Repurposing the cardiac glycoside digoxin to stimulate myelin regeneration in chemically-induced and immune-mediated mouse models of multiple sclerosis

Haley E. Titus, Huan Xu, Andrew Patrick Robinson, Priyam A. Patel, Yanan Chen, Damiano Fantini, Valerie Eaton, Molly Karl, Eric D. Garrison, Indigo V.L. Rose, Ming Yi Chiang, Joseph R. Podojil, Roumen Balabanov, Shane A. Liddelow, Robert H. Miller, Brian Popko, Stephen D Miller*

*Corresponding author for this work

Research output: Contribution to journalArticlepeer-review

7 Scopus citations

Abstract

Multiple sclerosis (MS) is a central nervous system (CNS) autoimmune disease characterized by inflammation, demyelination, and neurodegeneration. The ideal MS therapy would both specifically inhibit the underlying autoimmune response and promote repair/regeneration of myelin as well as maintenance of axonal integrity.

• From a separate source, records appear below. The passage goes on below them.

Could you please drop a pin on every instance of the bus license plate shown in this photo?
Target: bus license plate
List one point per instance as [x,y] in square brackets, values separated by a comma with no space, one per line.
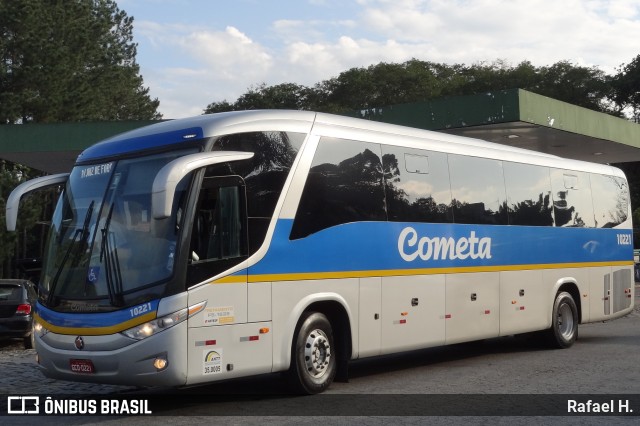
[84,366]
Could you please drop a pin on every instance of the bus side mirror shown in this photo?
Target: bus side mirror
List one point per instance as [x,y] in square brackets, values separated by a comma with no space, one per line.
[13,202]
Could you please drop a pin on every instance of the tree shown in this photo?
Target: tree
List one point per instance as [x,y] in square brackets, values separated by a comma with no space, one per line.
[626,87]
[69,61]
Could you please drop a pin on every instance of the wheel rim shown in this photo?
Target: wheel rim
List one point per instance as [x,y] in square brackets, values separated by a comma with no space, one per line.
[317,353]
[565,321]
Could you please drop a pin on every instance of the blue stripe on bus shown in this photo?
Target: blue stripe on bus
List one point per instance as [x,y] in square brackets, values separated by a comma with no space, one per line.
[380,246]
[116,146]
[96,320]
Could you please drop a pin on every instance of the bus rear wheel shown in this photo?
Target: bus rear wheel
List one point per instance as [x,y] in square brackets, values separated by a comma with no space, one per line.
[564,322]
[313,361]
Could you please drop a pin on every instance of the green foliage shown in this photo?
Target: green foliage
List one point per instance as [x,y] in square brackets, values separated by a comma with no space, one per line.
[412,81]
[70,60]
[626,85]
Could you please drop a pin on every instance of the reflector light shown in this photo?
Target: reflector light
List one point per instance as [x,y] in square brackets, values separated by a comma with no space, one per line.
[23,309]
[160,363]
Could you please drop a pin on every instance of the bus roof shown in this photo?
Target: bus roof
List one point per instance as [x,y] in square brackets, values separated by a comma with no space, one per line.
[175,132]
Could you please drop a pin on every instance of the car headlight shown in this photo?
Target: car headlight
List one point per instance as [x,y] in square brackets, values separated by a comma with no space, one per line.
[150,328]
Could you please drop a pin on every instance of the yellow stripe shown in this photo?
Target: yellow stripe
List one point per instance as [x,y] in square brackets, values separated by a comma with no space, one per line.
[96,331]
[404,272]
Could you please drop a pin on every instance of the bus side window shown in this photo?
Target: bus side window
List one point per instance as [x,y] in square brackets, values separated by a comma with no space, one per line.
[528,194]
[219,229]
[344,185]
[416,185]
[479,197]
[572,203]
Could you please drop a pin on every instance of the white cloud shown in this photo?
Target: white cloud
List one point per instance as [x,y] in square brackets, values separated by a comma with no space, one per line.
[203,64]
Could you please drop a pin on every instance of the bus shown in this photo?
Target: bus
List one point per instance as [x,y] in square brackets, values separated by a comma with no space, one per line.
[242,243]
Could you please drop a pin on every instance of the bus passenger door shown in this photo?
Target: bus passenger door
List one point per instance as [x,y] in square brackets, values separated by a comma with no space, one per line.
[221,344]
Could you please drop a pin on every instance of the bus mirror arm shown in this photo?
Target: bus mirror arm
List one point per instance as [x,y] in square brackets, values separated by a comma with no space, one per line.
[167,179]
[13,202]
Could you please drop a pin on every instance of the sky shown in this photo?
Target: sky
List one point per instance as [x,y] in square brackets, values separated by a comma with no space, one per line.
[195,52]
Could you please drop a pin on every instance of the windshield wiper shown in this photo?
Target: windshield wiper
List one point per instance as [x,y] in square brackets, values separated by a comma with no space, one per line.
[113,275]
[83,233]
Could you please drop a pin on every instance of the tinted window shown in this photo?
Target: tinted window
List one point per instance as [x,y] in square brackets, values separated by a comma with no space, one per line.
[219,236]
[477,189]
[344,185]
[264,174]
[528,194]
[416,185]
[610,200]
[572,206]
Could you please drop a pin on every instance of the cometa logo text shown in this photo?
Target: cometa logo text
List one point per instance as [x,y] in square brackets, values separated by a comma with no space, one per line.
[411,246]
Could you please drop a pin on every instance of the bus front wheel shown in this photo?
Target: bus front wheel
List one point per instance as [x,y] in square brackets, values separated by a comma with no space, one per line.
[313,361]
[564,326]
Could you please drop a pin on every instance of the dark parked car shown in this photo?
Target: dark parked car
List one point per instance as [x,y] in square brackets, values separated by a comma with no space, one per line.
[17,301]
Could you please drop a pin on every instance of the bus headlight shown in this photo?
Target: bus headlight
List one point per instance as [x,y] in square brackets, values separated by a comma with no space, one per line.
[150,328]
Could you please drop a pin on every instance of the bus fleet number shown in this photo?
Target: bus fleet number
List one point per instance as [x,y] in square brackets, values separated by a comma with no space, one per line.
[624,239]
[139,310]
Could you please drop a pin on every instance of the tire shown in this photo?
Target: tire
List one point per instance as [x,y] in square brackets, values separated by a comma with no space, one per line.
[313,357]
[564,322]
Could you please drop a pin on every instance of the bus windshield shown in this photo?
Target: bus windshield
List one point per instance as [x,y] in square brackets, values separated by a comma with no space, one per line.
[102,218]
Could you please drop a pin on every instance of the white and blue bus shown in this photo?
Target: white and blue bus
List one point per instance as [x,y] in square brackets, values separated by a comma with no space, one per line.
[242,243]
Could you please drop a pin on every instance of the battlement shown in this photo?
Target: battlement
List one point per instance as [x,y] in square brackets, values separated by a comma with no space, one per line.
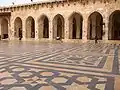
[50,4]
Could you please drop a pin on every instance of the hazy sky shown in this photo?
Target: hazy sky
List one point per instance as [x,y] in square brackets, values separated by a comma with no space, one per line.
[9,2]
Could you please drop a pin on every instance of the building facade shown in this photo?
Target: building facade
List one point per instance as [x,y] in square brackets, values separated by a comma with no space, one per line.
[70,20]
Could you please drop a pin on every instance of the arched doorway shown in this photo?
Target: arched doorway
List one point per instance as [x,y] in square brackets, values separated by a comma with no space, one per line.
[114,26]
[30,27]
[58,26]
[95,26]
[75,26]
[18,27]
[4,29]
[43,26]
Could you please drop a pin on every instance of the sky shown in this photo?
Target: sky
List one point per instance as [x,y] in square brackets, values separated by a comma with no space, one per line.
[9,2]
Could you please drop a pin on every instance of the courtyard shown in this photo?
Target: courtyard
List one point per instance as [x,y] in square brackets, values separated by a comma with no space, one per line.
[59,66]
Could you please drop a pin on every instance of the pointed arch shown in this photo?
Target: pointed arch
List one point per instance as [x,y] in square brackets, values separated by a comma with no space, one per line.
[58,26]
[43,27]
[4,28]
[95,26]
[30,27]
[114,26]
[18,27]
[75,26]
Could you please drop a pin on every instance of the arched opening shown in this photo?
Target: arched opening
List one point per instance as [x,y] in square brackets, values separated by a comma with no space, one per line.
[114,26]
[4,29]
[58,26]
[30,27]
[95,26]
[75,26]
[18,27]
[43,26]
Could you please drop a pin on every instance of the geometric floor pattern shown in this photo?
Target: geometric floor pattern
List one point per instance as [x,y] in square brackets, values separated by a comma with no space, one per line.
[59,66]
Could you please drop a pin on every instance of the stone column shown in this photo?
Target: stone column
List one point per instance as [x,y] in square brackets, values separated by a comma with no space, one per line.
[78,28]
[24,30]
[66,29]
[36,30]
[11,30]
[105,28]
[84,30]
[50,29]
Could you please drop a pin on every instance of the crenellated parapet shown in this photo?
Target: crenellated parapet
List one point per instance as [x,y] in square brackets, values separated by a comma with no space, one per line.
[36,5]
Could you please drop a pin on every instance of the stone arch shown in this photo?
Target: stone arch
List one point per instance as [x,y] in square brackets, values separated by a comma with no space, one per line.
[4,28]
[75,26]
[95,26]
[43,27]
[18,27]
[30,27]
[58,26]
[114,26]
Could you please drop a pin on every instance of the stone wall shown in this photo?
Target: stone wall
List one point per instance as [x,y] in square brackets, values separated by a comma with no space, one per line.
[66,10]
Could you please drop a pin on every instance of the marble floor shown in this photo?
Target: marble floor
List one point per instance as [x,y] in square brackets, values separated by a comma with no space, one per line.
[59,66]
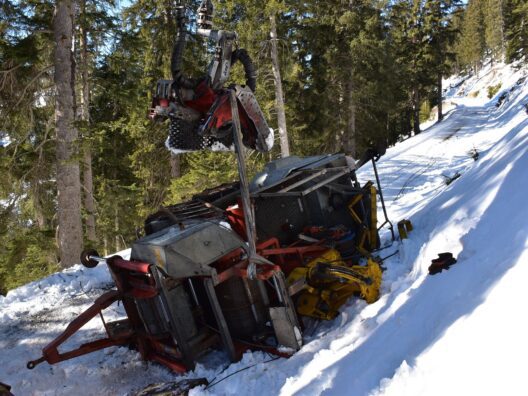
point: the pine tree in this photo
(68, 174)
(439, 30)
(516, 20)
(494, 33)
(472, 43)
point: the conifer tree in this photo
(494, 22)
(516, 21)
(472, 42)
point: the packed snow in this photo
(458, 332)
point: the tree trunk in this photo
(416, 111)
(279, 95)
(89, 201)
(440, 103)
(68, 177)
(349, 143)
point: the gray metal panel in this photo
(281, 168)
(187, 252)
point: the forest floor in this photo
(458, 332)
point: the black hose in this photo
(249, 68)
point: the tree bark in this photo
(89, 201)
(416, 111)
(68, 175)
(349, 143)
(175, 166)
(440, 103)
(279, 94)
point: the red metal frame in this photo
(134, 280)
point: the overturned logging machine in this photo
(238, 266)
(189, 285)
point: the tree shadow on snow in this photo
(438, 302)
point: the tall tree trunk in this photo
(416, 111)
(68, 175)
(175, 166)
(279, 94)
(440, 103)
(89, 202)
(349, 143)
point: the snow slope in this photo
(459, 332)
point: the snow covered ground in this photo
(460, 332)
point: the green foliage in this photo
(472, 42)
(362, 71)
(493, 89)
(516, 22)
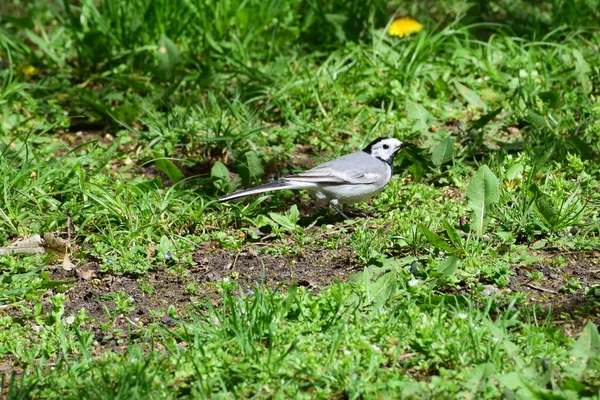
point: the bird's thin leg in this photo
(334, 204)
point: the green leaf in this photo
(380, 291)
(470, 96)
(585, 348)
(251, 170)
(294, 214)
(169, 169)
(485, 119)
(515, 172)
(417, 171)
(545, 207)
(453, 234)
(169, 56)
(447, 267)
(443, 152)
(283, 221)
(435, 239)
(482, 193)
(219, 171)
(417, 113)
(583, 69)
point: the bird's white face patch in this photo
(385, 149)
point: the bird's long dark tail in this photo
(269, 187)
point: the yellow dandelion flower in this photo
(404, 26)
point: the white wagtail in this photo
(348, 179)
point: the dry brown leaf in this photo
(67, 264)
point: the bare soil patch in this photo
(555, 291)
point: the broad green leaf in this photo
(443, 152)
(583, 69)
(283, 221)
(170, 169)
(537, 120)
(470, 96)
(485, 119)
(514, 172)
(447, 267)
(482, 193)
(220, 171)
(294, 214)
(453, 234)
(382, 290)
(417, 171)
(250, 169)
(435, 239)
(169, 56)
(417, 113)
(544, 206)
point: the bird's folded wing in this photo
(327, 175)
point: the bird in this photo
(349, 179)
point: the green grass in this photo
(121, 123)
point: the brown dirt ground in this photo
(571, 309)
(314, 269)
(169, 288)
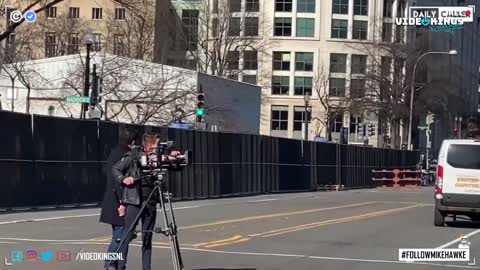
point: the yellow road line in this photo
(274, 215)
(334, 221)
(228, 243)
(234, 238)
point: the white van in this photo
(457, 187)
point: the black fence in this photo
(46, 161)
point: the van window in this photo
(464, 156)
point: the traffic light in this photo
(361, 129)
(200, 107)
(371, 130)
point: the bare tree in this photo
(389, 82)
(130, 34)
(137, 92)
(215, 38)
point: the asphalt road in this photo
(324, 230)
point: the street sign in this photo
(78, 99)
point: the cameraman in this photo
(126, 172)
(112, 212)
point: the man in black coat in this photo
(112, 211)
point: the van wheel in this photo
(438, 218)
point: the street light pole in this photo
(88, 41)
(306, 98)
(410, 119)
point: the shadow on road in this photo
(467, 224)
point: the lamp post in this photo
(306, 98)
(88, 42)
(410, 120)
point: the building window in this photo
(190, 28)
(283, 27)
(399, 34)
(214, 27)
(303, 61)
(97, 42)
(279, 117)
(359, 64)
(10, 47)
(338, 63)
(234, 27)
(250, 79)
(119, 14)
(339, 28)
(340, 7)
(337, 87)
(235, 5)
(360, 30)
(305, 27)
(336, 121)
(251, 26)
(191, 64)
(402, 5)
(387, 8)
(50, 44)
(306, 6)
(357, 88)
(355, 121)
(360, 7)
(252, 6)
(51, 12)
(281, 60)
(303, 85)
(299, 117)
(387, 32)
(283, 5)
(280, 85)
(233, 60)
(97, 13)
(250, 60)
(118, 45)
(233, 77)
(74, 13)
(73, 44)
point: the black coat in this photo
(109, 213)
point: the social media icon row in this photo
(16, 16)
(34, 256)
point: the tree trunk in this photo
(27, 109)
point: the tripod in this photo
(170, 225)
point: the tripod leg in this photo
(174, 233)
(171, 232)
(132, 226)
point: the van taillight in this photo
(439, 185)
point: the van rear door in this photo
(461, 174)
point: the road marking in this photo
(273, 215)
(227, 243)
(458, 239)
(77, 216)
(264, 200)
(234, 238)
(333, 221)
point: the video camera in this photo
(159, 158)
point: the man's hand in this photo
(128, 181)
(121, 210)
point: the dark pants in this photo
(117, 232)
(148, 218)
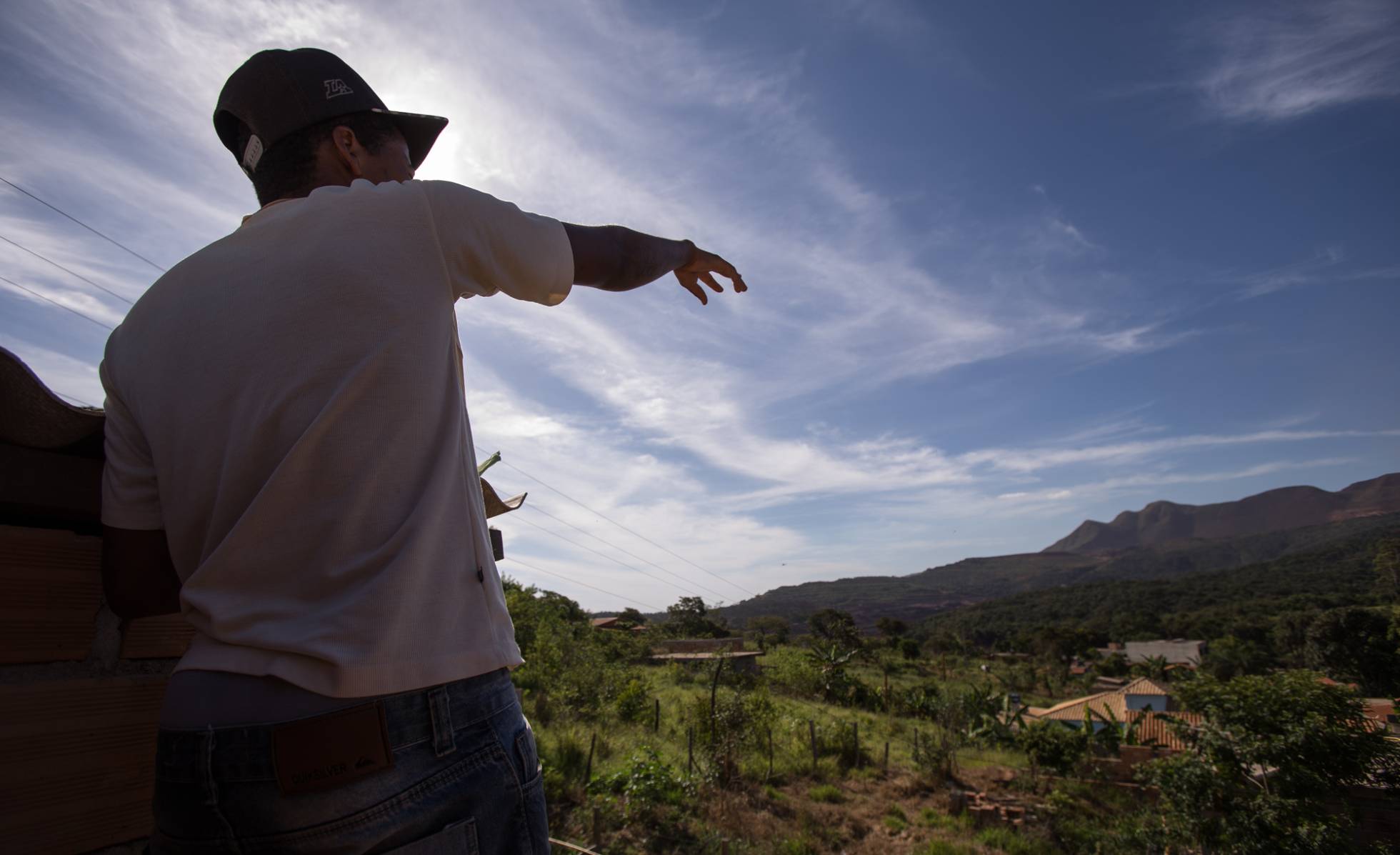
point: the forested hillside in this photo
(1326, 609)
(920, 595)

Currently approved MS therapies consist of non-specific immunosuppressive molecules/antibodies which block activation or CNS homing of autoreactive T cells, but there are no approved therapies for stimulation of remyelination nor maintenance of axonal integrity. In an effort to repurpose an FDA-approved medication for myelin repair, we chose to examine the effectiveness of digoxin, a cardiac glycoside (Na+/K+ ATPase inhibitor), originally identified as pro-myelinating in an in vitro screen. We found that digoxin regulated multiple genes in oligodendrocyte progenitor cells (OPCs) essential for oligodendrocyte (OL) differentiation in vitro, promoted OL differentiation both in vitro and in vivo in female naïve C57BL/6J (B6) mice, and stimulated recovery of myelinated axons in B6 mice following demyelination in the corpus callosum induced by cuprizone and spinal cord demyelination induced by lysophosphatidylcholine (LPC), respectively. More relevant to treatment of MS, we show that digoxin treatment of mice with established MOG35-55-induced Th1/Th17-mediated chronic EAE combined with tolerance induced by the i.v. infusion of biodegradable poly(lactide-co-glycolide) nanoparticles coupled with MOG35-55 (PLG-MOG35-55) completely ameliorated clinical disease symptoms and stimulated recovery of OL lineage cell numbers. These findings provide critical pre-clinical evidence supporting future clinical trials of myelin-specific tolerance with myelin repair/regeneration drugs, such as digoxin, in MS patients.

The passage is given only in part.